Вообще-то нам не было дела ни до Моньки, ни до всего мира. За день надо было успеть такую кучу всего! Сбегать на Терек и искупаться; дождавшись затишья в знойный полдень, слазить в чужой сад и надраться от пуза незрелых плодов (хотя дома бабушки приготовили с рынка спелые). Потом затеять игру в лапту, а если успеем, то и в отмерного. А потом и покубарить маленько, - кубари у всех были самодельные, увесистые, - из дубовых пробок от пивных бочек, - потому крутились долго. Особенно если запускать их на асфальте, да подгонять кнутом…
Улица притягивала нас, как ненасытная радость и, покусочничав на ходу дома, снова собирались во дворе или за воротами в тени огромных, до неба, акаций.
… Возле старой акации назревала большая лапта.
- Айда конаться! – сказал Борька Мисиков и вскинул палку.
Я поднял голову, и - белое пятно вытеснило всё остальное: на балконе стояла Люся.
Люся…
Она и жила в том же доме, что и мы. Но она была совсем другое… Я не могу это выразить. Потом, взрослым, прочитаю, похожее: « ты появишься… в чём-то белом из причуд… из тех материй, из которых хлопья шьют». Ну, конечно, всё дело было в платье, всегда белое, белоснежное, любой день становился праздничным. Но и не только это, она сама была другая… В нашем дворе жили обыкновенные женщины. И даже товарищ Сусанна, общественница, ходившая в мужском пиджаке и фуражке, не казалась нам странной… В голову лезет всякая чепуха, вроде эльфов или фей. Но именно из этой воздушности была соткана Люся.
Она была из далека и молчалива. И я никогда не слышал её голоса. Звука её голоса. И не знаю, какой он… Наверное, глуховатый, низкий.

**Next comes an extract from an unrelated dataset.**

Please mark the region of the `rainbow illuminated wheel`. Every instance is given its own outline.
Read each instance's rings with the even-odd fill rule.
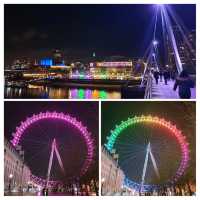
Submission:
[[[172,185],[188,166],[186,138],[165,119],[143,115],[128,118],[116,125],[107,139],[108,151],[115,149],[119,154],[124,184],[137,191]]]
[[[11,143],[16,148],[19,148],[19,145],[23,147],[25,156],[26,154],[28,155],[28,162],[31,163],[35,159],[34,164],[29,163],[29,166],[35,166],[35,168],[33,167],[34,169],[31,169],[31,178],[35,184],[43,187],[47,184],[46,172],[50,145],[55,138],[57,140],[57,147],[54,145],[54,150],[56,151],[58,161],[61,163],[61,158],[64,161],[61,163],[61,166],[66,167],[65,171],[68,178],[72,178],[71,168],[76,169],[74,177],[85,175],[94,158],[94,141],[91,133],[76,118],[68,114],[48,111],[34,114],[32,117],[22,121],[20,126],[16,128]],[[80,148],[77,148],[77,145]],[[58,151],[60,155],[58,155]],[[34,152],[34,155],[31,155],[29,152]],[[69,161],[67,155],[74,152],[79,156],[72,158],[74,162]],[[44,163],[43,169],[37,170],[38,162]],[[63,177],[63,175],[61,174],[60,177]],[[56,184],[61,184],[62,181],[64,181],[62,178],[60,180],[52,174],[51,179],[48,181],[48,186],[53,187]]]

Люся нас не замечала. Не только потому, что она была взрослая, а мы – детская мелочь. Похоже, инстинктивно, пугливо сторонилась, мелюзга ей виделась чумазым, крикливым, безликим клубком. Может быть, опасным. Может быть, мы просто отсутствовали в её мире.

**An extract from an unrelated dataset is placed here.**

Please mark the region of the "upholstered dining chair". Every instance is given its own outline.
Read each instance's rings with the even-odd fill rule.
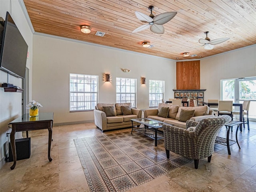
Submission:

Но мы её знали все… И бессознательно выделяли и отмечали.
Жила Люся в Дальней Квартире и выходила оттуда редко, и всегда с родителями, - суровым папой и недоступной мамой. Худой папа и дородная мама были совсем разными, но они казались похожими, потому что всегда молчали и поворачивали головы (как локаторы, я бы сказал, если бы знал тогда, что такое локаторы) в ту сторону, где находилась Люся. Люся была Светлая и Воздушная не только для меня. И то, что она жила наверху, было естественно и само собой. На нашей улице было много красивых девушек. Люся была не такая, как другие красивые на улице, красивые, как бы по частям. Ну, там, у кого нос или глаза. Люся была красивая вся и сделана она была не из кожи, как мы. Потом, когда я вырасту и стану взрослым и даже совсем немолодой, и увижу в первый раз лицо знаменитой Нефертити, сердце моё безысходно защемит. И я не сразу догадаюсь, что это щемит во мне память.